Energy Services also has a $200 million receivables purchase facility (“Receivables Facility”) with an issuer of receivables-backed commercial paper. The Receivables Facility expires in April 2013, although the Receivables Facility may terminate prior to such date due to the termination of commitments of the Receivables Facility’s back-up purchasers. Energy Services uses the Receivables Facility to fund working capital, margin calls under commodity futures contracts and capital expenditures. Energy Services intends to extend its Receivables Facility prior to its scheduled expiration in April 2013.
Under the Receivables Facility, Energy Services transfers, on an ongoing basis and without recourse, its trade accounts receivable to its wholly owned, special purpose subsidiary, Energy Services Funding Corporation (“ESFC”), which is consolidated for financial statement purposes. ESFC, in turn, has sold, and subject to certain conditions, may from time to time sell, an undivided interest in some or all of the receivables to a commercial paper conduit of a major bank.
During the three months ended December 31, 2012 and 2011, Energy Services transferred trade receivables totaling $224.3 million and $251.2 million, respectively, to ESFC. During the three months ended December 31, 2012 and 2011, ESFC sold an aggregate $79.5 million and $94.0 million, respectively, of undivided interests in its trade receivables to the commercial paper conduit. At December 31, 2012, the balance of ESFC receivables was $69.3 million and there was $33 million sold to the commercial paper conduit. At December 31, 2011, the outstanding balance of ESFC receivables was $78.4 million and there were was $33.2 million sold to the commercial paper conduit. During the three months ended December 31, 2012 and 2011, peak amounts sold under the Receivables Facility were $46.5 million and $41.0 million, respectively, and average daily amounts sold were $6.9 million and $20.8 million, respectively.
Midstream & Marketing’s management believes that Midstream & Marketing will be able to meet its anticipated contractual commitments and projected cash needs during Fiscal 2013 with cash expected to be generated from operations, borrowings available under the Energy Services Credit Agreement and Receivables Facility, and capital contributions from UGI.

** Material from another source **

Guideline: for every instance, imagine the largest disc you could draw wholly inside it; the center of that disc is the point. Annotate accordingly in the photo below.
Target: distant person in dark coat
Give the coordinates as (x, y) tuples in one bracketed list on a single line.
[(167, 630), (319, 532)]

Dividends and Distributions. During the three months ended December 31, 2012, UGI declared and paid a cash dividend equal to $0.27 per common share. On January 24, 2013, UGI’s Board of Directors declared a quarterly dividend of $0.27 per common share. The dividend is payable April 1, 2013, to shareholders of record as of March 15, 2013.
During the three months ended December 31, 2012, the Partnership declared and paid quarterly distributions on all limited partner units at a rate of $0.80 per Common Unit for the quarter ended September 30, 2012. On January 23, 2013, the General Partner’s Board of Directors approved a quarterly distribution of $0.80 per limited partner unit for the quarter ended December 31, 2012. The distribution will be paid on February 19, 2013, to unitholders of record on February 11, 2013.
Cash Flows
Due to the seasonal nature of the Company’s businesses, cash flows from operating activities are generally strongest during the second and third fiscal quarters when customers pay for natural gas, LPG, electricity and other energy products consumed during the peak heating season months. Conversely, operating cash flows are generally at their lowest levels during the fourth and first fiscal quarters when the Company’s investment in working capital, principally inventories and accounts receivable, is generally greatest.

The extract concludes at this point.